|
Post by unknownguest on Sept 25, 2004 18:58:11 GMT -5
To be honest, I think overproduction/underproduction are inevitable.
There's no apparent way to "perfectly match" needs and production in any system.
For instance, one abstract example: everyone person is given one electric light bulb a month. In a family of two persons one electric light bulb would be surplus and it could be changed on some other critical goods from other family. Great number of similar cases will lead to the necessity to have a unit to measure the exchanging of different goods. Then one of goods would become a "money" (like a bottle of vodka which became a money in Brezhnev's period in the USSR). I'm far from the thought that You with your great life experience look like yesterday's schoolboy and suppose to appearing a new biologic kind of human - unselfish one. I try "to fish" from you what would be the alternative to market economic system? How would work communistic economic system as system but not as emotional impulses of people?
|
|
redstar2000SE
Revolutionary
The emancipation of the working class must be the work of the workers themselves
Posts: 113
|
Post by redstar2000SE on Sept 25, 2004 23:46:17 GMT -5
unknown guest wrote: Then one of goods would become a "money" (like a bottle of vodka which became a money in Brezhnev's period in the USSR)...and suppose to appearing a new biologic kind of human - unselfish one.

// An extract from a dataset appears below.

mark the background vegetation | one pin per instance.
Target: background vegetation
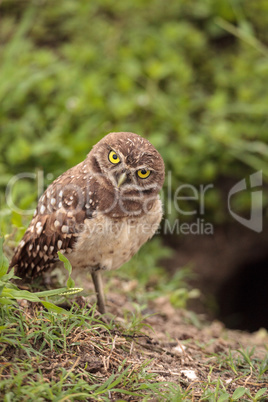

Well, much would depend on the nature and duration of shortages in communist society. If they were brief and sporadic, then there would be no need for a kind of "money"...if they were chronic (as they were in the USSR), then something like you describe might arise.
The "norm" of communist society ought to be one of abundance...and you take whatever you can use.
Your other question has nothing really to do with "biology" but rather with social context.
People may well be "biologically selfish" (no one knows), but the form which "selfishness" takes depends on the material conditions of the society in which s/he finds herself/himself.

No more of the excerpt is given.